La portée du recours ouvert au demandeur de protection internationale contre une décision de transfert prise à son égard est précisée au considérant 19 de ce règlement, qui indique que, afin de garantir le respect du droit international, le recours effectif instauré par ledit règlement contre des décisions de transfert doit porter, d’une part, sur l’examen de l’application du même règlement et, d’autre part, sur l’examen de la situation en fait et en droit dans l’État membre vers lequel le demandeur est transféré (arrêt du 26 juillet 2017, Mengesteab, C‑670/16, EU:C:2017:587, point 43). En outre, il ressort de la jurisprudence de la Cour que, au regard notamment de l’évolution générale qu’a connue le système de détermination de l’État membre responsable d’une demande d’asile présentée dans l’un des États membres du fait de l’adoption du règlement Dublin III et des objectifs visés par ce règlement, l’article 27, paragraphe 1, dudit règlement doit être interprété en ce sens que le recours qu’il prévoit doit pouvoir porter, notamment, sur le respect des garanties procédurales prévues par celui-ci (voir, en ce sens, arrêt du 26 juillet 2017, Mengesteab, C‑670/16, EU:C:2017:587, points 44 à 48 et jurisprudence citée).
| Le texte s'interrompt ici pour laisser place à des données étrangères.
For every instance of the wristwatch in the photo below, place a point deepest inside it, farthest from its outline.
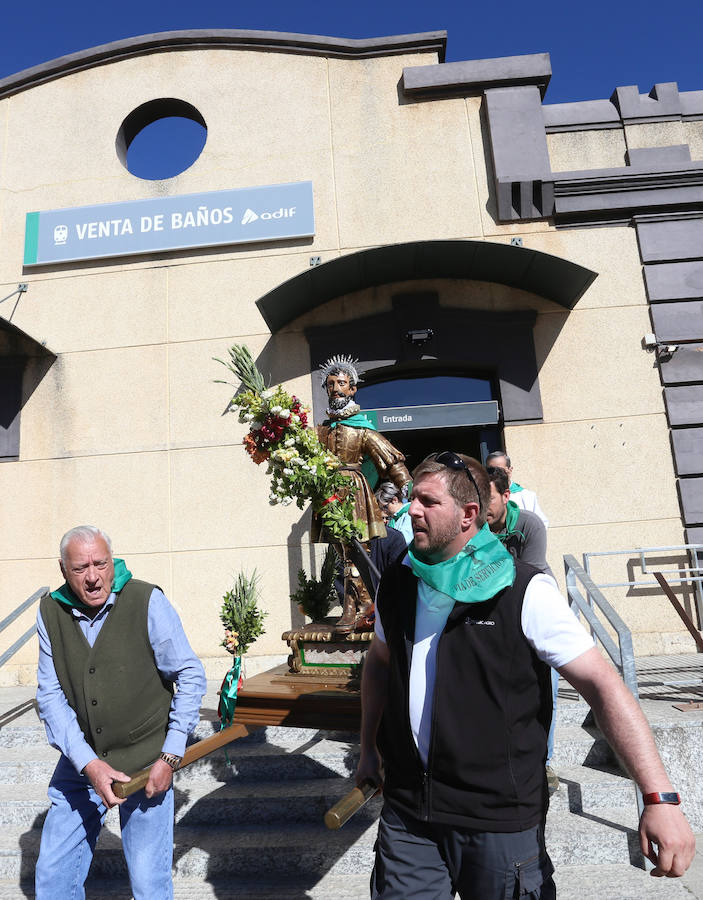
(175, 761)
(662, 797)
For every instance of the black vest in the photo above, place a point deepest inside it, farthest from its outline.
(491, 714)
(121, 701)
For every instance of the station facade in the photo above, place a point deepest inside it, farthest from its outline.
(470, 243)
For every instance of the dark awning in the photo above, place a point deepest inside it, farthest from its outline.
(551, 277)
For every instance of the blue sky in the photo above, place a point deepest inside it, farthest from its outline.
(594, 47)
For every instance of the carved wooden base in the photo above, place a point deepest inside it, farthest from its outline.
(319, 649)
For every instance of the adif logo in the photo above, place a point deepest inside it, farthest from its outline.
(60, 234)
(282, 213)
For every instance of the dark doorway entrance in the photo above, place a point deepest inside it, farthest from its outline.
(413, 389)
(416, 445)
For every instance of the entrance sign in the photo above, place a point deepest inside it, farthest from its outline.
(244, 215)
(440, 415)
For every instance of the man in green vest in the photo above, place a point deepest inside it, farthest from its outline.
(111, 650)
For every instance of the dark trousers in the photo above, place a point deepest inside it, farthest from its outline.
(423, 861)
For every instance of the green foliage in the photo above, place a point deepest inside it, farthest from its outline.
(318, 597)
(242, 365)
(241, 616)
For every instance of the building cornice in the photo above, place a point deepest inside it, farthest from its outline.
(231, 39)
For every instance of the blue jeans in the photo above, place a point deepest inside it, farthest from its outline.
(71, 830)
(550, 739)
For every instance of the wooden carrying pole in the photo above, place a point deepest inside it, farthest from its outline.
(685, 618)
(123, 789)
(350, 803)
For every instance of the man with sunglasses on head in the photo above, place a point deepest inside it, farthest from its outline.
(456, 706)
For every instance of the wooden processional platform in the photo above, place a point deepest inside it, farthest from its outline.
(278, 697)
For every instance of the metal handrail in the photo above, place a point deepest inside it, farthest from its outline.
(8, 620)
(622, 654)
(692, 574)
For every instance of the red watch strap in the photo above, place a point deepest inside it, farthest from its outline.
(662, 797)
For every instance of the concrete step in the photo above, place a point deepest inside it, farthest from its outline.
(338, 887)
(248, 762)
(213, 803)
(293, 849)
(576, 745)
(591, 789)
(610, 882)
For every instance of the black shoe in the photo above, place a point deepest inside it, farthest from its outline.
(552, 780)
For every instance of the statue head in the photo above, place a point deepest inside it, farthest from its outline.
(340, 377)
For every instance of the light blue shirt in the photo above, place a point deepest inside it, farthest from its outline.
(174, 659)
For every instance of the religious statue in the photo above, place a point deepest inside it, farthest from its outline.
(364, 454)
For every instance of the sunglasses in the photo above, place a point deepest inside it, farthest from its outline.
(452, 461)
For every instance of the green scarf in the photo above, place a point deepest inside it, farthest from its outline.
(403, 509)
(478, 572)
(65, 595)
(358, 420)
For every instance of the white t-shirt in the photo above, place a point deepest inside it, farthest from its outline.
(551, 629)
(527, 499)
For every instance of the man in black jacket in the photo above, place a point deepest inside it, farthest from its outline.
(456, 707)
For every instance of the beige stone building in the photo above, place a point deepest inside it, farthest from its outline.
(471, 243)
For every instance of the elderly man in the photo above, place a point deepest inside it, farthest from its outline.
(521, 496)
(111, 651)
(456, 707)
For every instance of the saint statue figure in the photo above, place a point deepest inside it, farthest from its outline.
(366, 456)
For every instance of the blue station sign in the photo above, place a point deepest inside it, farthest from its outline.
(244, 215)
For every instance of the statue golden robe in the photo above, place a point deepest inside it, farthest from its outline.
(352, 445)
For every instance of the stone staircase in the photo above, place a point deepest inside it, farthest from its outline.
(254, 829)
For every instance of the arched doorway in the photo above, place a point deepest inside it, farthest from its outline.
(426, 409)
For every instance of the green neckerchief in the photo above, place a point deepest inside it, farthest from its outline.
(403, 509)
(358, 420)
(478, 572)
(65, 595)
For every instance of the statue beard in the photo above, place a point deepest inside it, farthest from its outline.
(337, 404)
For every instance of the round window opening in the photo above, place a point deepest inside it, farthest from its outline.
(161, 138)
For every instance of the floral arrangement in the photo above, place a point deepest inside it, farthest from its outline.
(316, 597)
(301, 469)
(242, 619)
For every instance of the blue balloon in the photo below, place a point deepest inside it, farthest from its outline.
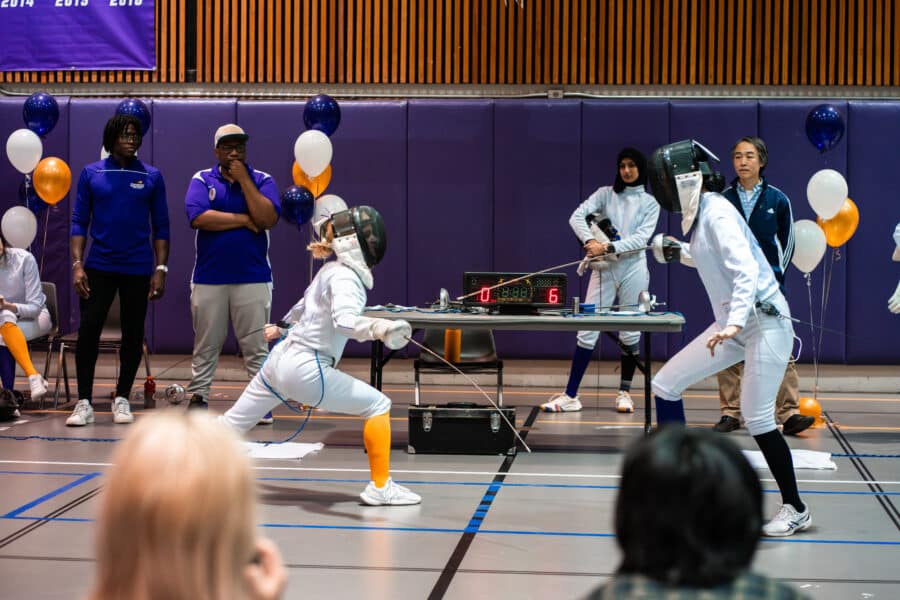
(135, 108)
(322, 113)
(824, 127)
(297, 205)
(41, 112)
(29, 198)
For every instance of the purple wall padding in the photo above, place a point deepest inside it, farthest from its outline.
(792, 161)
(537, 184)
(273, 128)
(490, 184)
(871, 275)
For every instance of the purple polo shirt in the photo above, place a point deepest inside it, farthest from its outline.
(236, 255)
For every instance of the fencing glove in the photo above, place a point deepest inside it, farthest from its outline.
(894, 301)
(392, 333)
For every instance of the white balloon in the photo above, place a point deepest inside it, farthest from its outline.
(826, 192)
(24, 149)
(326, 206)
(809, 245)
(19, 226)
(312, 151)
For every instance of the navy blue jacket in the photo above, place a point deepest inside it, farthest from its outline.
(771, 222)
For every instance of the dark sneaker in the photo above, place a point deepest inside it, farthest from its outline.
(727, 424)
(797, 423)
(197, 402)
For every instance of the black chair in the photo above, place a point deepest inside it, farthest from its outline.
(48, 341)
(478, 354)
(110, 341)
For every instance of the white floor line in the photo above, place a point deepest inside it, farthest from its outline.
(440, 472)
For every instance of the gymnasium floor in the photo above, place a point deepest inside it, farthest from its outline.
(535, 525)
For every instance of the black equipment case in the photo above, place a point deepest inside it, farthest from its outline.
(461, 428)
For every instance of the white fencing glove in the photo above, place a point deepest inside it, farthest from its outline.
(394, 334)
(894, 301)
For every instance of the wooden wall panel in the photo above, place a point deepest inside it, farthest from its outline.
(549, 42)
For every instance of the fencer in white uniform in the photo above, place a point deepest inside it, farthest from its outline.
(894, 300)
(617, 218)
(303, 365)
(746, 302)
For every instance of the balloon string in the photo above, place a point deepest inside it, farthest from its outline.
(44, 245)
(826, 294)
(808, 278)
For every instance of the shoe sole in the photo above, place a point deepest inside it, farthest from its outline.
(373, 502)
(803, 527)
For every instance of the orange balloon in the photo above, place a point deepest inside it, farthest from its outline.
(810, 407)
(841, 227)
(315, 184)
(52, 179)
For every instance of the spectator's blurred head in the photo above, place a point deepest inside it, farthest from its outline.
(689, 510)
(177, 516)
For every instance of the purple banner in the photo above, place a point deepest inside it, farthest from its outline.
(79, 35)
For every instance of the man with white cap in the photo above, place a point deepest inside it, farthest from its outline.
(232, 206)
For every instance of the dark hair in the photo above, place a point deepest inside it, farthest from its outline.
(760, 146)
(116, 126)
(639, 160)
(689, 510)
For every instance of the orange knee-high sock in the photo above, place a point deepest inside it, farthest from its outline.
(18, 347)
(377, 438)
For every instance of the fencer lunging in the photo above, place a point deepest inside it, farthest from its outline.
(615, 218)
(737, 277)
(302, 367)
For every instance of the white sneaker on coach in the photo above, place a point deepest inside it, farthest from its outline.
(122, 411)
(624, 403)
(82, 415)
(391, 494)
(38, 386)
(562, 402)
(787, 522)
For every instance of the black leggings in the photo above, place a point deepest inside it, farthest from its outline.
(132, 290)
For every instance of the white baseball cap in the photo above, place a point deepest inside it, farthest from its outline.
(229, 131)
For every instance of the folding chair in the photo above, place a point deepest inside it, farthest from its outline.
(478, 354)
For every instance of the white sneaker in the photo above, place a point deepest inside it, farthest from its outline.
(122, 411)
(38, 386)
(624, 403)
(389, 495)
(562, 403)
(82, 415)
(787, 522)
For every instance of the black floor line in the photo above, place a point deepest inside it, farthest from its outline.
(16, 535)
(860, 466)
(456, 558)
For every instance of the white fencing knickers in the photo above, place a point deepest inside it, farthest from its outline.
(764, 345)
(295, 372)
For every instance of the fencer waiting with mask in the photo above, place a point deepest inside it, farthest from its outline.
(617, 218)
(302, 367)
(738, 281)
(894, 301)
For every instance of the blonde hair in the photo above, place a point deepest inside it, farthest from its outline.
(177, 515)
(322, 249)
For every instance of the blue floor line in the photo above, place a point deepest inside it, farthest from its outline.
(792, 540)
(51, 495)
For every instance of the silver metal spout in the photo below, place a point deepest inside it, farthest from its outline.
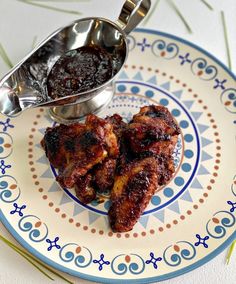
(25, 86)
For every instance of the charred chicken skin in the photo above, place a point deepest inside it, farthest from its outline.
(131, 193)
(77, 148)
(133, 160)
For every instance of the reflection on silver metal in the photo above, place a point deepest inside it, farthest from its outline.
(25, 85)
(70, 113)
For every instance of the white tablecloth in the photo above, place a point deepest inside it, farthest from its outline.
(18, 26)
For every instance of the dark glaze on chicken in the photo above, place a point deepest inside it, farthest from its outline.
(132, 160)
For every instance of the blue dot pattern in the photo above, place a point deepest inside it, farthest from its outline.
(175, 112)
(188, 138)
(168, 192)
(188, 154)
(164, 102)
(121, 88)
(135, 90)
(155, 200)
(149, 94)
(186, 167)
(179, 181)
(184, 124)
Or, les procédures de prise en charge et de reprise en charge instituées par le règlement Dublin III doivent, en particulier, être menées dans le respect d’une série de délais impératifs, parmi lesquels figure le délai de six mois mentionné à l’article 29, paragraphes 1 et 2, de ce règlement. Si ces dispositions visent à encadrer ces procédures, elles contribuent également, au même titre que les critères énoncés au chapitre III dudit règlement, à déterminer l’État membre responsable.

Dans ces conditions, en vue d’assurer que la décision de transfert contestée a été adoptée à la suite d’une application correcte desdites procédures, la juridiction saisie d’un recours contre une décision de transfert doit pouvoir examiner les allégations d’un demandeur de protection internationale selon lesquelles cette décision aurait été adoptée en violation des dispositions figurant à l’article 29, paragraphe 2, du règlement Dublin III, en tant que l’État membre requérant serait déjà devenu l’État membre responsable au jour de l’adoption de ladite décision en raison de l’expiration préalable du délai de six mois tel que défini à l’article 29, paragraphes 1 et 2, de ce règlement (voir, par analogie, arrêt du 26 juillet 2017, Mengesteab, C‑670/16, EU:C:2017:587, point 55).
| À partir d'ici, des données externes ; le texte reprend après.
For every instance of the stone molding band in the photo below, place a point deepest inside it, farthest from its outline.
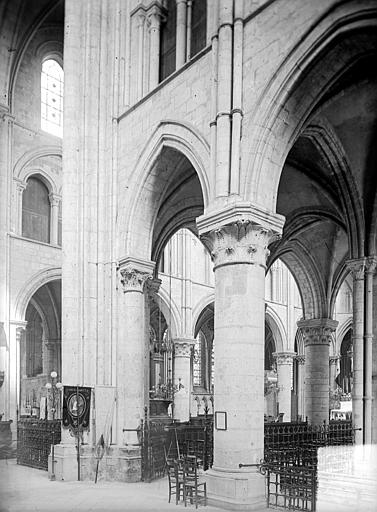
(183, 347)
(284, 358)
(135, 273)
(317, 331)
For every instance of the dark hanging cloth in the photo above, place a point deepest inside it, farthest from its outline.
(76, 407)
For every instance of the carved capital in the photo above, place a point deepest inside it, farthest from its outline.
(134, 273)
(317, 331)
(239, 233)
(154, 17)
(20, 185)
(54, 199)
(153, 286)
(133, 279)
(183, 347)
(240, 242)
(371, 264)
(357, 267)
(19, 331)
(284, 358)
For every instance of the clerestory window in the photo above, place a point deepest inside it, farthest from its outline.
(36, 211)
(52, 83)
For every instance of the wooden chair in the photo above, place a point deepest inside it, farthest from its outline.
(175, 477)
(193, 490)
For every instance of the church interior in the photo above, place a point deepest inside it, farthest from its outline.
(188, 242)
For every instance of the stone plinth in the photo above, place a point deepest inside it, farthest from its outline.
(235, 490)
(119, 463)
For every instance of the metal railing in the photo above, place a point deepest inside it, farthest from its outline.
(34, 440)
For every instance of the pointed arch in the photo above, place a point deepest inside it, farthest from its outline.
(189, 147)
(277, 328)
(30, 288)
(290, 98)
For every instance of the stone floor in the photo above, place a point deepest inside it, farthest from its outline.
(25, 489)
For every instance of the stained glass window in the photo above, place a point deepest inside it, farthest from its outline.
(52, 82)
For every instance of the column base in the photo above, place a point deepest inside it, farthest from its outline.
(236, 490)
(119, 464)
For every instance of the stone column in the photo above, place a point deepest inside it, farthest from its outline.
(180, 54)
(238, 240)
(188, 29)
(154, 18)
(284, 362)
(131, 352)
(333, 363)
(182, 360)
(54, 218)
(368, 355)
(20, 187)
(140, 60)
(224, 97)
(357, 267)
(301, 386)
(317, 335)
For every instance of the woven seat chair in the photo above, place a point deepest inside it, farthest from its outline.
(193, 490)
(175, 478)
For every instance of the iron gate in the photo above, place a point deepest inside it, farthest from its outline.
(291, 461)
(34, 440)
(161, 441)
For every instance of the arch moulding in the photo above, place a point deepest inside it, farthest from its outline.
(186, 140)
(277, 329)
(286, 103)
(24, 168)
(199, 308)
(28, 290)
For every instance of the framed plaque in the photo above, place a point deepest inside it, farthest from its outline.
(220, 420)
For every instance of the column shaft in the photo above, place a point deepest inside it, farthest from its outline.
(182, 354)
(284, 361)
(131, 352)
(368, 354)
(238, 249)
(224, 98)
(317, 336)
(358, 267)
(154, 54)
(180, 55)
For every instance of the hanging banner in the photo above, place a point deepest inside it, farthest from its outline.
(76, 407)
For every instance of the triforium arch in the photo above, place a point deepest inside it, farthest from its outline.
(30, 288)
(177, 154)
(277, 329)
(309, 71)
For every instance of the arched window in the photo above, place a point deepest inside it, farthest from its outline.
(168, 41)
(34, 335)
(36, 211)
(200, 361)
(52, 81)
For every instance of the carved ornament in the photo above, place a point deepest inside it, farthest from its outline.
(284, 358)
(242, 241)
(182, 348)
(133, 279)
(317, 331)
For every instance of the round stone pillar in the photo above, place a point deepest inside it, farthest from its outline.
(284, 362)
(317, 335)
(182, 360)
(333, 365)
(239, 251)
(357, 268)
(301, 386)
(132, 348)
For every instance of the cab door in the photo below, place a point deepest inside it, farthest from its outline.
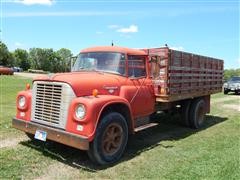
(142, 98)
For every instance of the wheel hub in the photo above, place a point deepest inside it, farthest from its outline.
(112, 139)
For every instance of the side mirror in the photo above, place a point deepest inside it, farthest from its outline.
(72, 61)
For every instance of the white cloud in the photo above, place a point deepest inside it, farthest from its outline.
(178, 48)
(131, 29)
(18, 44)
(33, 2)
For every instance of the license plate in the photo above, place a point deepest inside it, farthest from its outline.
(40, 135)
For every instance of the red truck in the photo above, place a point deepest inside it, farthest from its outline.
(112, 92)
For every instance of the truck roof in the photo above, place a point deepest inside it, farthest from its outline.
(114, 49)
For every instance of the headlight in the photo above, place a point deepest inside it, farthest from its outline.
(80, 111)
(21, 101)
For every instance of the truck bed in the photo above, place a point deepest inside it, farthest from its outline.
(180, 75)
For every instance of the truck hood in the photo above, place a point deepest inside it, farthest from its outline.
(83, 83)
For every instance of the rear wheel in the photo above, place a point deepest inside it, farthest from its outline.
(110, 140)
(197, 113)
(185, 107)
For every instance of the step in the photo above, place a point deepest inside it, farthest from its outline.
(140, 128)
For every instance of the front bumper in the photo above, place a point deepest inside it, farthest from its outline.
(233, 89)
(53, 134)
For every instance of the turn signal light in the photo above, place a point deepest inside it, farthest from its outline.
(95, 93)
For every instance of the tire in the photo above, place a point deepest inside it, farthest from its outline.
(105, 149)
(185, 107)
(197, 113)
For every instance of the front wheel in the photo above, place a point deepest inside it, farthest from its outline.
(110, 140)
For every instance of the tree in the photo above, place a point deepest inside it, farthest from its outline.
(64, 56)
(4, 54)
(22, 59)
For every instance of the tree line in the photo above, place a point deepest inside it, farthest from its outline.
(53, 61)
(45, 59)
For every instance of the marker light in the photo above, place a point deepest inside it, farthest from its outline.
(80, 111)
(21, 101)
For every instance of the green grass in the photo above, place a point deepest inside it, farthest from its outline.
(168, 151)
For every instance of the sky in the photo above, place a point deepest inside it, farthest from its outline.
(206, 27)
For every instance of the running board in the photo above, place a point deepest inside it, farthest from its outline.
(140, 128)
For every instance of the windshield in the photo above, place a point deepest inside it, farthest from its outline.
(235, 79)
(101, 61)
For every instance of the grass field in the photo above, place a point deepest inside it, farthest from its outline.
(167, 151)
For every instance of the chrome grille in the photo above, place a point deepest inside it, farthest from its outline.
(50, 103)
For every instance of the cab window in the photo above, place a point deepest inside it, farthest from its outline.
(136, 66)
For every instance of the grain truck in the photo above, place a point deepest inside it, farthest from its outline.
(111, 93)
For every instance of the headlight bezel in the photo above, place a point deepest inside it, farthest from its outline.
(22, 102)
(80, 112)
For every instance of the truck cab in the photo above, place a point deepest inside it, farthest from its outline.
(95, 107)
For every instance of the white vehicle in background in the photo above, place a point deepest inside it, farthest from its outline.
(232, 85)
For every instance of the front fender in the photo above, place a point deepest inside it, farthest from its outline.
(94, 107)
(24, 113)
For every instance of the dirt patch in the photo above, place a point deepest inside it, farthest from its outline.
(28, 75)
(59, 170)
(232, 106)
(226, 98)
(12, 142)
Cela étant, il importe de relever que, à la différence des délais en cause dans l’affaire ayant donné lieu à l’arrêt du 26 juillet 2017, Mengesteab (C‑670/16, EU:C:2017:587), qui encadrent la formulation d’une requête aux fins de prise en charge, les délais énoncés à l’article 29 du règlement Dublin III ont pour objet d’encadrer non seulement l’adoption mais également l’exécution de la décision de transfert. Il s’ensuit que ces délais peuvent expirer après l’adoption de la décision de transfert.
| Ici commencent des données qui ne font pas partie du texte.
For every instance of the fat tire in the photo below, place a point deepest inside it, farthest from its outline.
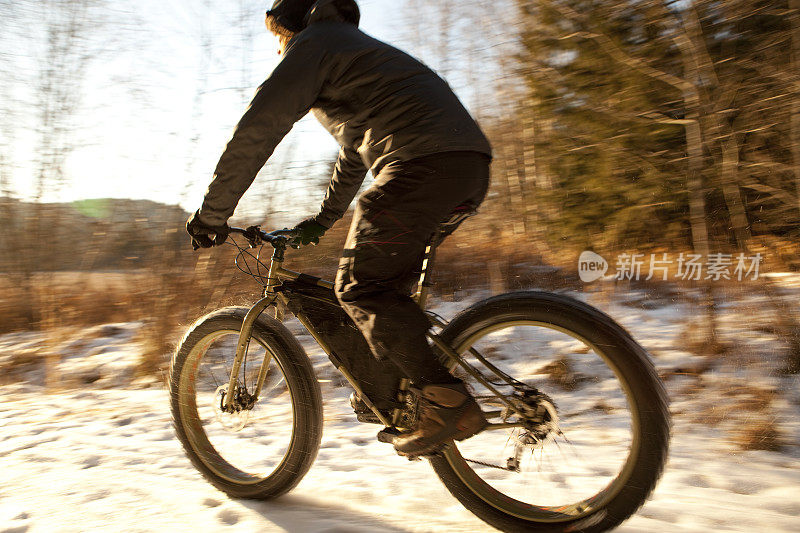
(305, 394)
(631, 360)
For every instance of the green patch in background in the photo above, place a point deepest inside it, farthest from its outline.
(94, 208)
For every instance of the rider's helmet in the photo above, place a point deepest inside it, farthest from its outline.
(291, 15)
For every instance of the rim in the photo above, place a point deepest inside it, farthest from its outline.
(510, 501)
(243, 452)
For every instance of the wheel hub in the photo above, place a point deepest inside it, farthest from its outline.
(235, 416)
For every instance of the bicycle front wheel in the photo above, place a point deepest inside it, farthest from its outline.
(257, 447)
(593, 440)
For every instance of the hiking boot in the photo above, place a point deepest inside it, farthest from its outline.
(447, 411)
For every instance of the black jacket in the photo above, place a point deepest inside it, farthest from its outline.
(380, 104)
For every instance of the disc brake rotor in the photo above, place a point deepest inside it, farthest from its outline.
(233, 419)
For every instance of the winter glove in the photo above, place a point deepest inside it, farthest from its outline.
(201, 232)
(310, 231)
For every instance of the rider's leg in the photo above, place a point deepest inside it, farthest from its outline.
(393, 221)
(391, 226)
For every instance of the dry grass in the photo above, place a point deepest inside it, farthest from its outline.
(759, 435)
(561, 373)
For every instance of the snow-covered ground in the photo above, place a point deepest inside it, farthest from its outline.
(103, 456)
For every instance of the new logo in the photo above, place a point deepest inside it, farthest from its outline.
(591, 266)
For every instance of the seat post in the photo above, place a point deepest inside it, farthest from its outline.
(421, 295)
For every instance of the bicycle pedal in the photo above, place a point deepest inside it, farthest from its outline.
(388, 435)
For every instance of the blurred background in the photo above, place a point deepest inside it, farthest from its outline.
(647, 127)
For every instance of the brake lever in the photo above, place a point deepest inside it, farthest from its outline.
(253, 236)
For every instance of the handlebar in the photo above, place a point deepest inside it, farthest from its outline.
(256, 236)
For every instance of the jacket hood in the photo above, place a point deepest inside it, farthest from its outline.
(334, 10)
(296, 15)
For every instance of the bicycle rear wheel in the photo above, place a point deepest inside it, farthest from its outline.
(600, 441)
(258, 449)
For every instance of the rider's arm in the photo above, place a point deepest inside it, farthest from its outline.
(348, 175)
(283, 99)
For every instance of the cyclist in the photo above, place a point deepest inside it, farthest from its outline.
(390, 114)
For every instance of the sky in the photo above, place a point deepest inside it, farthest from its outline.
(158, 108)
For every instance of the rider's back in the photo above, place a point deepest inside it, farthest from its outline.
(377, 99)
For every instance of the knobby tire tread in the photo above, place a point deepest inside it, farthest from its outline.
(632, 360)
(302, 382)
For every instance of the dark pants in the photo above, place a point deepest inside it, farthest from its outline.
(393, 221)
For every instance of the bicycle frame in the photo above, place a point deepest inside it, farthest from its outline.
(277, 274)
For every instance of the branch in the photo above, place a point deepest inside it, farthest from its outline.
(615, 52)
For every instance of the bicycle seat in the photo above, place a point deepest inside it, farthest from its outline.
(456, 217)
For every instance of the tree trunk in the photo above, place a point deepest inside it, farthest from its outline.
(794, 68)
À cet égard, les autorités compétentes de l’État membre requérant ne peuvent, dans une telle situation, procéder au transfert de la personne concernée vers un autre État membre et sont, au contraire, tenues de prendre d’office les dispositions nécessaires pour admettre la responsabilité du premier État membre et pour entamer sans retard l’examen de la demande de protection internationale introduite par cette personne.